Using the computer files provided by the scheme owners, we evaluated the mapping of codes we found to the billing and administrative schemes in use in the host countries, whenever these cross references were supplied in the published scheme. This meant that we reviewed codes for records from source domains 6.X (diagnoses) and 5.1.X (symptoms and reports) for mappings to ICD-9-CM for SNOMED and UMLS, and to ICD-10 for READ. For procedures, we also studied records from domains 4.X (procedures) excluding domain 4.2.X (medications) for mappings to CPT or ICD-9-CM for SNOMED and UMLS, and to OPCS-4 for READ. At two separate sites, we assembled a team of medical encoding specialists who reviewed the mapped codes for accuracy.

Clarity (Coding Duplications)

Each coding team leader further analyzed the 10% random sample of records mentioned above to search the scheme for duplicate coding. In this analysis, we specifically looked for clinical concepts that had more than one coding assignment (ignoring the differences in terms that might be available). For this sample of 190 records, the team leaders did an exhaustive analysis of the published scheme using the browser, looking for additional coding representations of the same (source) concept. We assembled all possible representations and then a second member of the study team evaluated them to judge if they were true duplications of meaning or were representational variants. A duplication was judged to be present if the coding scheme had a second identifier for the source concept. For precoordinated schemes, any second coding would be a duplication. For SNOMED, the issue is more complex and we looked carefully at the semantics (coding axes and code combinations) of the coding assignment. In the case of SNOMED, we judged second representations to be duplicates only if they used the same semantic structure. For SNOMED, we classified additional code representations as a representational variant if the duplicate code had different semantics. For example,

[T-D9510 RIGHT ANKLE] and [T-D9500, G-A100 ANKLE, RIGHT]

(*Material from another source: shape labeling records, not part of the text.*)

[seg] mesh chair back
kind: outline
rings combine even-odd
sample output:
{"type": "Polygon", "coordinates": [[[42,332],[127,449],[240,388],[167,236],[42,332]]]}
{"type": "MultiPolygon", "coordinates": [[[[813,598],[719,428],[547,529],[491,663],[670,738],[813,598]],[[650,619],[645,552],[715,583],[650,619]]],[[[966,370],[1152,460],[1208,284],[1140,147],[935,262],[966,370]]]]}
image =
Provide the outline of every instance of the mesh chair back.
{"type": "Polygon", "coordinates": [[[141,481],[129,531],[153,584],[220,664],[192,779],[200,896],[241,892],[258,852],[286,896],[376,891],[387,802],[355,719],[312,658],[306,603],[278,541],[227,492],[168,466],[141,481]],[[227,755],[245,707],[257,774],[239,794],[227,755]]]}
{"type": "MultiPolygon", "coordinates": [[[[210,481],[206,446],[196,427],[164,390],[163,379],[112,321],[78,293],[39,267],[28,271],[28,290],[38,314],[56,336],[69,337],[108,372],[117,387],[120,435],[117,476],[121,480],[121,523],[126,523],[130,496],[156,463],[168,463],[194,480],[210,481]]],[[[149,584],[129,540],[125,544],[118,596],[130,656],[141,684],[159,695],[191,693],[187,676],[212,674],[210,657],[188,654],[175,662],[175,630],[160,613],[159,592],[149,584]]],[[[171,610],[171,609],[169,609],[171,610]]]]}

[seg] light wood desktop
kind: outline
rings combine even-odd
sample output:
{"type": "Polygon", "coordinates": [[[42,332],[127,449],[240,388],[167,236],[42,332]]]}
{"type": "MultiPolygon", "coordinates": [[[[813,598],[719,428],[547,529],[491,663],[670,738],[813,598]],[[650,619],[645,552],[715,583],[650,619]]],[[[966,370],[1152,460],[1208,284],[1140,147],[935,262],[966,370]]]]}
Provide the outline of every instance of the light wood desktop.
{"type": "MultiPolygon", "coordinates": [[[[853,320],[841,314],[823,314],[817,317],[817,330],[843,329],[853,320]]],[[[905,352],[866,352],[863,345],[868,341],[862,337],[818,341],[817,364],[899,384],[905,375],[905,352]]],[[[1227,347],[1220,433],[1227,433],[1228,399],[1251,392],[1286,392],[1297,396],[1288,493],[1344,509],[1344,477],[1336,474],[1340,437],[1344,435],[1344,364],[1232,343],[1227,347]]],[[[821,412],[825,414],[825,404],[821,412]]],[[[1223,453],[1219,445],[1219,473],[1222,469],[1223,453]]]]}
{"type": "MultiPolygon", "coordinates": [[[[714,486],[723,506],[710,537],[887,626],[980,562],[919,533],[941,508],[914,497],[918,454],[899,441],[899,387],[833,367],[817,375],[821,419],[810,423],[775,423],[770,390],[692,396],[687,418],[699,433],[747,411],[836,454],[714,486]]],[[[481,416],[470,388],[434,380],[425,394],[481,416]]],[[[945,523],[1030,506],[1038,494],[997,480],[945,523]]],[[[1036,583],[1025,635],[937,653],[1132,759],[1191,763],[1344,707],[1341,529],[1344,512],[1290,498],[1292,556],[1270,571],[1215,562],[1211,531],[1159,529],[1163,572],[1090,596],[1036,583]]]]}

was judged to be a duplication since both codings have root in the topology (T-axis) semantic. However, for the source record “S2-second heart sound,”

[F-35040 SECOND HEART SOUND] and [G-A702 SECOND; T-32000 HEART; A-25100 SOUND]

were judged to be representational variants. Although variants might be confusing or misleading to the untrained user, an experienced developer could possibly exploit such richness to their advantage. We summarized the frequency of both events as an indication of duplications in the published schema.